On 8/19/25 11:01 AM, Reuven Plevinsky wrote:
> On 06/08/2025 14:26, Ilya Maximets wrote:
>> External email: Use caution opening links or attachments
>>
>>
>> On 8/4/25 4:29 PM, Reuven Plevinsky via dev wrote:
>>> For example, consider the following OpenFlow rule:
>>> - IPv6 -> IPv4 tunnel translation:
>>> add-flow br-int 'in_port=vxlan_br-int_0, \
>>> actions=set_field:8.8.8.7->tun_src, \
>>> set_field:8.8.8.8->tun_dst,set_field:43->tun_id,geneve_br-int_1'
>>>
>>> As any set_field action, flow wildcards are set to the
>>> tun_src/dst.
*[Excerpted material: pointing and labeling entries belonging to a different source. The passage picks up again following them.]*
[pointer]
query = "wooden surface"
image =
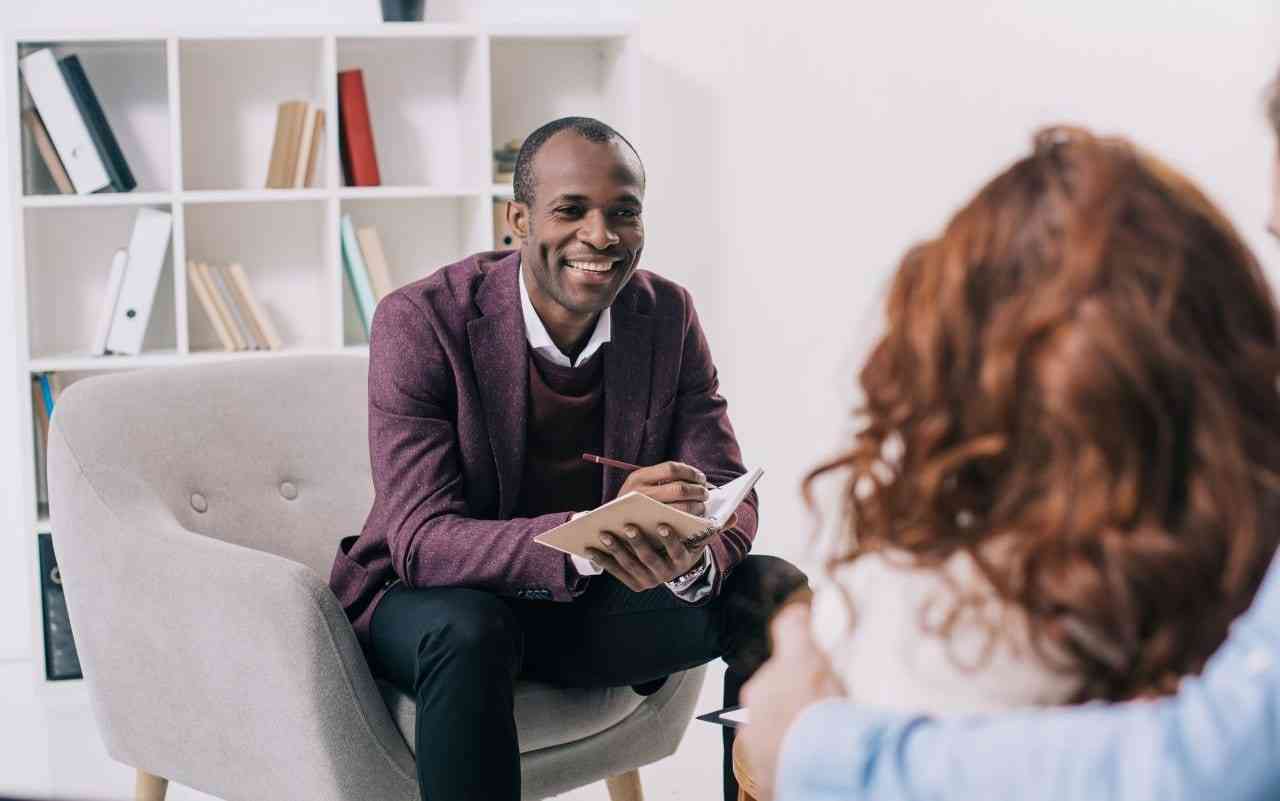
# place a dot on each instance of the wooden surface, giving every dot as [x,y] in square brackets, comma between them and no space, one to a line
[147,787]
[625,787]
[746,787]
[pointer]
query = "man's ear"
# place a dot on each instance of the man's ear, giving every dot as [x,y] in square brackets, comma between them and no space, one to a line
[517,219]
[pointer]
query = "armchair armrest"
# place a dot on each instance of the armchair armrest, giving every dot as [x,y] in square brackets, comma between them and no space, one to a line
[216,666]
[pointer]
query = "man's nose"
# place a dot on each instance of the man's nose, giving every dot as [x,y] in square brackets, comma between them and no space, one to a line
[595,230]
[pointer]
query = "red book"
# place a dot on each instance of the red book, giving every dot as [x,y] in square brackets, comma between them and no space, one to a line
[355,132]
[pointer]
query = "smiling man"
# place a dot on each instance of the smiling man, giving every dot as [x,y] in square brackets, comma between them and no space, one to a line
[488,380]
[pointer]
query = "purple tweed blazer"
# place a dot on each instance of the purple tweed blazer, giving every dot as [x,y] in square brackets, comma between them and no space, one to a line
[448,406]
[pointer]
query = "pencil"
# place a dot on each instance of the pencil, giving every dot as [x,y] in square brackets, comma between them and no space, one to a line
[608,462]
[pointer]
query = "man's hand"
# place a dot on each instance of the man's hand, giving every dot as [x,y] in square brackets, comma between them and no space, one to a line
[796,676]
[644,561]
[671,483]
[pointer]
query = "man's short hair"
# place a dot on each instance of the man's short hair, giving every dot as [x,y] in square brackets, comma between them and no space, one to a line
[588,128]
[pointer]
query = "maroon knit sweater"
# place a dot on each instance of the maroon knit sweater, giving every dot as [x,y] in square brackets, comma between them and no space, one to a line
[566,420]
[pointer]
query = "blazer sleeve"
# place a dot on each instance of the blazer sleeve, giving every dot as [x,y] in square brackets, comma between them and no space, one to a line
[417,476]
[703,435]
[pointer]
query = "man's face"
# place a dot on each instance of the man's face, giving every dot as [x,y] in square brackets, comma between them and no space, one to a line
[583,232]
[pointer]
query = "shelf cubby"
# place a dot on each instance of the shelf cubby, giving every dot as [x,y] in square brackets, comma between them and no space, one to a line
[282,248]
[69,260]
[131,81]
[231,90]
[428,106]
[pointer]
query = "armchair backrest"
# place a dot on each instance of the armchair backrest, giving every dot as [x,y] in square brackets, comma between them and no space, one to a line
[268,453]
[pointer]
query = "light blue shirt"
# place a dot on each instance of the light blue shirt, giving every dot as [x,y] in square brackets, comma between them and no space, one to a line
[1217,738]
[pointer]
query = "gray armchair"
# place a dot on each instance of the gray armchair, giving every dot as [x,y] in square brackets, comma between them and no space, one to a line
[196,511]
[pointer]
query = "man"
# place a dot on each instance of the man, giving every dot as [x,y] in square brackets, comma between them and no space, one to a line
[487,383]
[1217,737]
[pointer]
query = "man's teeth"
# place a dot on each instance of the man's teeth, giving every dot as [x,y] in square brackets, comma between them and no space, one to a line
[592,266]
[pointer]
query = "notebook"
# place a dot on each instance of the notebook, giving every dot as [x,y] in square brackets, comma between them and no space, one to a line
[639,509]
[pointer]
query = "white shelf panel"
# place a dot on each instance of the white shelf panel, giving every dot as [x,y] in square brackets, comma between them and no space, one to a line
[556,31]
[406,192]
[252,196]
[86,362]
[104,198]
[167,358]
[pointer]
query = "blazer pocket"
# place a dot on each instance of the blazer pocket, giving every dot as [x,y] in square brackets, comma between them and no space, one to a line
[657,430]
[353,577]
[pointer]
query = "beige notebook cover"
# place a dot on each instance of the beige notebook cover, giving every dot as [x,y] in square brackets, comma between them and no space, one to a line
[638,509]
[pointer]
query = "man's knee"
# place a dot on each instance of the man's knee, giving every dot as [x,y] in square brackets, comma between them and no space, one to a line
[476,632]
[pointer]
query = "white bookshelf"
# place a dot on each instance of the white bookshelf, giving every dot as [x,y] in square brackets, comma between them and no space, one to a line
[195,115]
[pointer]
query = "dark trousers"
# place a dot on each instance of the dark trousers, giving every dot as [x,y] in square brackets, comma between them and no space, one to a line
[458,650]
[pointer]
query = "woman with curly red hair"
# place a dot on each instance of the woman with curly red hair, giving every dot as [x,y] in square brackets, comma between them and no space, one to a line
[1066,477]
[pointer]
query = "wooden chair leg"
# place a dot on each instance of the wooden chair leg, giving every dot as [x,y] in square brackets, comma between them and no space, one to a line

The offload layer fails if not all matches are
>>> handled ("consumed"). Clear the irrelevant wildcards.
>>>
>>> Signed-off-by: Reuven Plevinsky <rplevin...@nvidia.com>
>>> ---
>>> ofproto/ofproto-dpif-xlate.c | 17 +++++++++++++
>>> tests/tunnel-push-pop.at | 48 ++++++++++++++++++++++++++++++++++++
>>> 2 files changed, 65 insertions(+)
>>>
>>> diff --git a/ofproto/ofproto-dpif-xlate.c b/ofproto/ofproto-dpif-xlate.c
>>> index 2c8197fb7307..e2ba7e6b0250 100644
>>> --- a/ofproto/ofproto-dpif-xlate.c
>>> +++ b/ofproto/ofproto-dpif-xlate.c
>>> @@ -8078,6 +8078,20 @@ xlate_wc_init(struct xlate_ctx *ctx)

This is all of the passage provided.